As always, you came up with some fantastic ideas about what to read after Tintin - we knew we could rely on you! Here are some of our favourite recommendations...
- Over on Twitter, @momoreihill admitted that it's tempting to recommend just going back and re-reading Tintin again! But there were other suggestions, too: Momo proposed the graphic novel adaptations of Alex Rider and Artemis Fowl, describing them as 'very good'.
- @ThriftyParentUK had a similar problem, saying: 'As a diehard lifelong Tintin fan, anything after Tintin is a letdown! But I have to recommend Hergé's other characters Jo and Zette. The Valley of the Cobras is especially wonderful with a spoilt maharajah and an evil fakir!'
- If your favourite thing about Tintin is Snowy, then @drhannahrobbins has an idea for you: 'To take an animal theme: the Time Travelling Cat books [by Julia Jarman] or, for more adult readers, Lilian Jackson Braun's crime novels about a newspaper man/amateur detective aided by his Siamese cat(s) are really fun.'
- Not only is @Jake_Hope a children's books expert - he's also a self-confessed 'huge fan' of Tintin, so we definitely want to listen to his recommendations! He suggested some 'totally unmissable' graphic novels which use Hergé's 'ligne claire' style, including Meanwhile by Jason Shiga ('full of choices, imagination and invention') and Garen Newing's The Rainbow Orchid (he says the main character Julius Chancer is 'guaranteed to appeal to Hergé fans'). But that's not all, because Jake also recommended 'anything by genius Gene Luen Yang'.
- @LawsonLibrary also backed up the Julius Chancer suggestion and added some other ideas, too, including The Nameless City by Faith Erin Hicks.
- Tintin is such a classic... fancy some more? @TheEddWilliams is here to help, if so: 'Asterix obviously.
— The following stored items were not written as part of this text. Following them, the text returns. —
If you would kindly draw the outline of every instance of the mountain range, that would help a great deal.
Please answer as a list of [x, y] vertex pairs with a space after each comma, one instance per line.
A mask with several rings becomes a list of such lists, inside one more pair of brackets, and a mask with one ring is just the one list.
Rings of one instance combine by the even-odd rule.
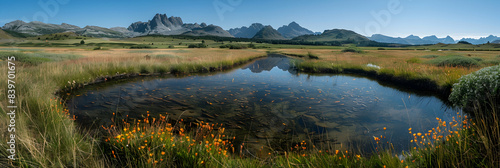
[[99, 26], [85, 26], [83, 28], [62, 23], [48, 24], [43, 22], [26, 23], [21, 20], [16, 20], [5, 24], [0, 29], [0, 39], [12, 39], [17, 37], [40, 36], [54, 33], [74, 32], [77, 35], [85, 35], [91, 37], [108, 37], [108, 38], [126, 38], [142, 35], [190, 35], [190, 36], [220, 36], [220, 37], [237, 37], [237, 38], [256, 38], [268, 40], [302, 40], [302, 41], [376, 41], [381, 43], [396, 43], [407, 45], [422, 45], [422, 44], [454, 44], [458, 41], [466, 41], [471, 44], [484, 43], [500, 43], [500, 37], [490, 35], [479, 39], [462, 38], [455, 40], [450, 36], [438, 38], [436, 36], [427, 36], [420, 38], [419, 36], [410, 35], [405, 38], [390, 37], [381, 34], [374, 34], [371, 37], [361, 36], [350, 30], [332, 29], [325, 30], [323, 33], [312, 32], [296, 22], [291, 22], [288, 25], [283, 25], [277, 30], [271, 26], [264, 26], [260, 23], [253, 23], [249, 27], [232, 28], [224, 30], [216, 25], [207, 25], [206, 23], [184, 23], [180, 17], [167, 17], [166, 14], [156, 14], [151, 20], [146, 22], [135, 22], [125, 27], [104, 28]]
[[446, 38], [438, 38], [436, 36], [427, 36], [424, 38], [420, 38], [419, 36], [410, 35], [405, 38], [401, 37], [389, 37], [381, 34], [374, 34], [368, 39], [381, 42], [381, 43], [397, 43], [397, 44], [407, 44], [407, 45], [422, 45], [422, 44], [454, 44], [456, 43], [453, 38], [447, 36]]
[[57, 25], [37, 21], [26, 23], [21, 20], [16, 20], [5, 24], [2, 29], [27, 36], [75, 32], [79, 35], [109, 38], [135, 37], [149, 34], [233, 37], [219, 26], [207, 25], [205, 23], [183, 23], [180, 17], [167, 17], [166, 14], [156, 14], [152, 20], [147, 22], [135, 22], [128, 28], [114, 27], [108, 29], [98, 26], [85, 26], [80, 28], [66, 23]]
[[381, 34], [374, 34], [371, 37], [368, 37], [368, 39], [380, 43], [397, 43], [397, 44], [407, 44], [407, 45], [422, 45], [422, 44], [437, 44], [437, 43], [455, 44], [459, 41], [466, 41], [471, 44], [477, 45], [477, 44], [485, 44], [488, 42], [494, 43], [494, 41], [500, 40], [500, 37], [490, 35], [488, 37], [481, 37], [479, 39], [462, 38], [460, 40], [455, 40], [450, 36], [446, 36], [445, 38], [438, 38], [435, 35], [432, 35], [420, 38], [419, 36], [410, 35], [408, 37], [401, 38], [401, 37], [389, 37]]
[[[264, 27], [265, 26], [261, 23], [253, 23], [249, 27], [243, 26], [240, 28], [229, 29], [228, 32], [237, 38], [252, 38]], [[315, 34], [313, 31], [300, 26], [296, 22], [283, 25], [279, 27], [277, 31], [281, 34], [281, 36], [283, 36], [284, 39], [292, 39], [302, 35]]]
[[481, 37], [479, 39], [473, 39], [473, 38], [462, 38], [460, 41], [467, 41], [471, 44], [485, 44], [485, 43], [499, 43], [500, 42], [500, 37], [490, 35], [488, 37]]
Then old annuals of Steve Ditko-era Spiderman. And Calvin & Hobbes.'
- Over on Instagram, @gosforthlibraries had a brilliant recommendation - the Blake and Mortimer books, created by Edgar P. Jacobs, explaining that they are 'very similar in style to Tintin, if a bit more wordy - great for older readers'.
- And finally, BookTrust's very own @EmilyDrabs had an up-to-the-minute recommendation to share - a new graphic novel adaptation of To Kill a Mockingbird by Fred Fordham. 'It arrived on my desk today so I haven't read it yet but it looks stunning!' she said - one to check out, certainly.